Well, that's really misleading. It's not really new. It's the same machine I've been using for 10 years, but I took it in for a cleaning. I've always hauled my machine to town every 18 months or so and shelled out $75 for a tune-up. Or so I thought. Apparently the fellow who came to the local quilt shop and took in machines to clean a few times a year, wasn't as thorough as I thought because although I clean out under my bobbin, remove my needle plate and clean around that, and attach a tool to my vacuum cleaner to remove lint every couple of months, this is what I was gifted when I picked up my machine a few weeks ago. Truth be told, I'm kind of embarrassed to even show it to you:

When I made the trip to visit our boy a few weeks ago, I dropped off my sewing machine as I drove through a little mountain town with a wonderful quilt shop. I blogged about the shop here:

                                                           A Quilting Stitchuation.

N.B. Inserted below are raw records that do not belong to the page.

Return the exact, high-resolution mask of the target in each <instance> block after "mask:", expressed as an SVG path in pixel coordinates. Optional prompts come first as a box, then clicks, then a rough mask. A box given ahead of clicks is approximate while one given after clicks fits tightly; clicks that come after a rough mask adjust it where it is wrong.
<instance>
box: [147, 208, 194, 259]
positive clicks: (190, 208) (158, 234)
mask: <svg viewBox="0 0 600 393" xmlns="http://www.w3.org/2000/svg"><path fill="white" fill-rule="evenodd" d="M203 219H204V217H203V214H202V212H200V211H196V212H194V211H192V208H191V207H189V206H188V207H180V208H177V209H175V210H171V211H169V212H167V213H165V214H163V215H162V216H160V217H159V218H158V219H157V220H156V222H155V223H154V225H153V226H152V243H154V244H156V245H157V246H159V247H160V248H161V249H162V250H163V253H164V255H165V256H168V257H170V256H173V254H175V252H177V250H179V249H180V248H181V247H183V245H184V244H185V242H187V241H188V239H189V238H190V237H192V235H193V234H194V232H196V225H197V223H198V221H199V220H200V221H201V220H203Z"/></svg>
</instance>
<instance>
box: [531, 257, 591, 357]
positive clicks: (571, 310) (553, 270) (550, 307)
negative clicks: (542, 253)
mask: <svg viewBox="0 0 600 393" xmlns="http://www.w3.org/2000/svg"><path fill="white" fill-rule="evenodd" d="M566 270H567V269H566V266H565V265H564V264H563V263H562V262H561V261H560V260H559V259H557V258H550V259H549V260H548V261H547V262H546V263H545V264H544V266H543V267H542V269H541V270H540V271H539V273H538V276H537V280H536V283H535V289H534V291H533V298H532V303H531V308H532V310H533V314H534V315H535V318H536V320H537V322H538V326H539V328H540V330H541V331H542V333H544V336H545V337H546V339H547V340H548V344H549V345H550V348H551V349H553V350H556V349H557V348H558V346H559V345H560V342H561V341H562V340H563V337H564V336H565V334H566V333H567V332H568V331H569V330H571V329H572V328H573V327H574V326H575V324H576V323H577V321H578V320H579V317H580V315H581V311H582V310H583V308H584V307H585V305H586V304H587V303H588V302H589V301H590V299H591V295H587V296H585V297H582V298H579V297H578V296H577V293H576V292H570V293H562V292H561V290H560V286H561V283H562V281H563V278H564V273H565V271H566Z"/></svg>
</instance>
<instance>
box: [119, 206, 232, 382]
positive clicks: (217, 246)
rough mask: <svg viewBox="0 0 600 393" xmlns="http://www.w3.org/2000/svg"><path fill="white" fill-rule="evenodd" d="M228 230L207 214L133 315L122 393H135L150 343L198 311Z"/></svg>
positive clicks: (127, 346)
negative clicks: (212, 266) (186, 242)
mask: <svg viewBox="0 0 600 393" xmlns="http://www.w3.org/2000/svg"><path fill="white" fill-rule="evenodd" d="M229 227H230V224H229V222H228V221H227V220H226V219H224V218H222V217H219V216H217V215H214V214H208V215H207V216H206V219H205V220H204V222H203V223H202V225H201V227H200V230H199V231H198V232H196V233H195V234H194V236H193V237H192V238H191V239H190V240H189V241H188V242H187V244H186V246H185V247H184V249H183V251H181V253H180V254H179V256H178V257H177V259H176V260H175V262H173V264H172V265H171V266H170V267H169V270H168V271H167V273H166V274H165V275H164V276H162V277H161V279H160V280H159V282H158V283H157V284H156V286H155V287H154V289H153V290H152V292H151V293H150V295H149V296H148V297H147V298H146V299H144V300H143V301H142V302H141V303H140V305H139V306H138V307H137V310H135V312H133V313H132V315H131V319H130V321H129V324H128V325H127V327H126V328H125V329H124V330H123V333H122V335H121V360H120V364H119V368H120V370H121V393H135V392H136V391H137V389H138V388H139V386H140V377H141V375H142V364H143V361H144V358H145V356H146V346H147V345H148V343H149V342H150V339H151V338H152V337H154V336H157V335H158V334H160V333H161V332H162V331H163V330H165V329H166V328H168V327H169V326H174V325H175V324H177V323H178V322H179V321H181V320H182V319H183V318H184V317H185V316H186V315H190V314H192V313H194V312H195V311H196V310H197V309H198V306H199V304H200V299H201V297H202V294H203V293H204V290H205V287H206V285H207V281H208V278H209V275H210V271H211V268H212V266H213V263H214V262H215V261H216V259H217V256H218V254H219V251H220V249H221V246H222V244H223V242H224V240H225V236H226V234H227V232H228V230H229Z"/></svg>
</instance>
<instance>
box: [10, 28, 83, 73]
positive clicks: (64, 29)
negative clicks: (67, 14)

 Jackie's husband is fastidious when he cleans machines and my old faithful sewing companion now purrs like a kitten. Honestly, it worked fine before and I didn't have any problems with it, but I had no idea how off everything was. My sewing machine was an investment a decade ago. I almost hyperventilated when I bought it because I don't spend that kind of money, but it's been a gem and I want it to last many more years and I try to take care of it.  I felt awful when I saw that zippered bag, but I'm sure glad Gene is so meticulous. It was $75 well spent and stitching can now commence because there are quilts to be made!